Whatever system that my G.P. surgery is using it seems to be working very well as far as it goes that is.
More years ago than I care to recall - I took a 'Marketing' diploma - at the behest of the Ministry of Misery- because I had been on their books a tad too long.[If you are student you are employed - are you not?]
To preface my dissertation- I wrote-
Marketing - The activity that interfaces the selling of the un-makable and making of the un-saleable.
This is a typical case I feel - the providers sales team said 'Of course we can deliver' with out due reference to the guys in the factory - or if they did simply overruled them and told them to get on with it.
"It's an IT nightmare."
And it's the latest of many. Do they really expect us to believe that they're capable of specifying, implementing and administering a national identity database holding detailed information on sixty million people?

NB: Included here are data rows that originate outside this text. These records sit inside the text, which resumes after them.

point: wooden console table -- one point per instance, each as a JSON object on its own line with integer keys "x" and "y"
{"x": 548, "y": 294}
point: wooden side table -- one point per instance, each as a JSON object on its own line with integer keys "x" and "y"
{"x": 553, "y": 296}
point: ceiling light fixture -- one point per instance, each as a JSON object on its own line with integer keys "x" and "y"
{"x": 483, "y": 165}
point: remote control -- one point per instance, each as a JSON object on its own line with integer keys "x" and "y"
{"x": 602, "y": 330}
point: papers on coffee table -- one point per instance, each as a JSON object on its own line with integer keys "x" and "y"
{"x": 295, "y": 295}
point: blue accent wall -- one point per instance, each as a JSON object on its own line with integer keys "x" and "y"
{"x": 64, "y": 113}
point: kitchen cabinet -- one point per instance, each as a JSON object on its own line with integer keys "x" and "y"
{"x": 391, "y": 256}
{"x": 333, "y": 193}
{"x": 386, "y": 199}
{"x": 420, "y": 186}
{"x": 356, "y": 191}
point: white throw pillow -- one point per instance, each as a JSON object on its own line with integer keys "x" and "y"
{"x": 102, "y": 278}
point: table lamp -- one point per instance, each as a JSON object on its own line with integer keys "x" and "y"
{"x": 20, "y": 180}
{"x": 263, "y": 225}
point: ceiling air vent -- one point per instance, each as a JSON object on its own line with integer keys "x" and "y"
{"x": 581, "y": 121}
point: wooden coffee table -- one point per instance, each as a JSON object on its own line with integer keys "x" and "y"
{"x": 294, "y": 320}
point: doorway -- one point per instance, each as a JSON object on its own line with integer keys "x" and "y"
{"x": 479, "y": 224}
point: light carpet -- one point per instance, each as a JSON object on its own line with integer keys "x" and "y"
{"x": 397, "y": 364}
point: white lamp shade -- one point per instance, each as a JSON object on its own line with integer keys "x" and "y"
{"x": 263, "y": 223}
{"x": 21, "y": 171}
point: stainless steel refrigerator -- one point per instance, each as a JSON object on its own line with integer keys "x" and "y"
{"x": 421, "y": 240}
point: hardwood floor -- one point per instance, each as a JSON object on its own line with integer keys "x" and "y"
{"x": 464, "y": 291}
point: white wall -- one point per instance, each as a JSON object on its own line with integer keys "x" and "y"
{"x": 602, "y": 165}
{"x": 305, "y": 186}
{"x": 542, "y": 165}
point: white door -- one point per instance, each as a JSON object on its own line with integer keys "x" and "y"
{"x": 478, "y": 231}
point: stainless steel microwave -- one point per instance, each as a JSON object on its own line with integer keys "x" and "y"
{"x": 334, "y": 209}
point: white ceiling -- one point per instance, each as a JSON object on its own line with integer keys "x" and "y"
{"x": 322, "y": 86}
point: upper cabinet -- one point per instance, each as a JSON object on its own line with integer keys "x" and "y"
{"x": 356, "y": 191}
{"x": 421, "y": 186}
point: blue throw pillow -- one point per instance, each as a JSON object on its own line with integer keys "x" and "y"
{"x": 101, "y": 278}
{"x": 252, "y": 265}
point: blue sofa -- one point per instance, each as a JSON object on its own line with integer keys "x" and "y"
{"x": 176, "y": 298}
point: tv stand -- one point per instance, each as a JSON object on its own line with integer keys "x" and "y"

How many bits/bytes is an individual personal record on a computer file such as the national data base? If this file record is then multiplied by the whole population of the UK, how big is the resulting file? Does anyone know the answer? Answers to the nearest gigabyte please.
If files of this size are then needed to be accessed is it any wonder problems are so common.
You have only to look at the governmental systen as a whole to understand why such a project is unlikely to succeed, or to come in on budjet. You have ministers in charge of departments who have no real expetese of the areas that they are in charge of, and who in genral do not stay in that position for very long, they also have political agendas which very often conflict with what is needed, they very often ignore any expert advice that they get, because it again is in conflict with the politics of the situation, and finally will often accept the lowest quote for the job. The london olympics are a classic case in point, along with the nimrod.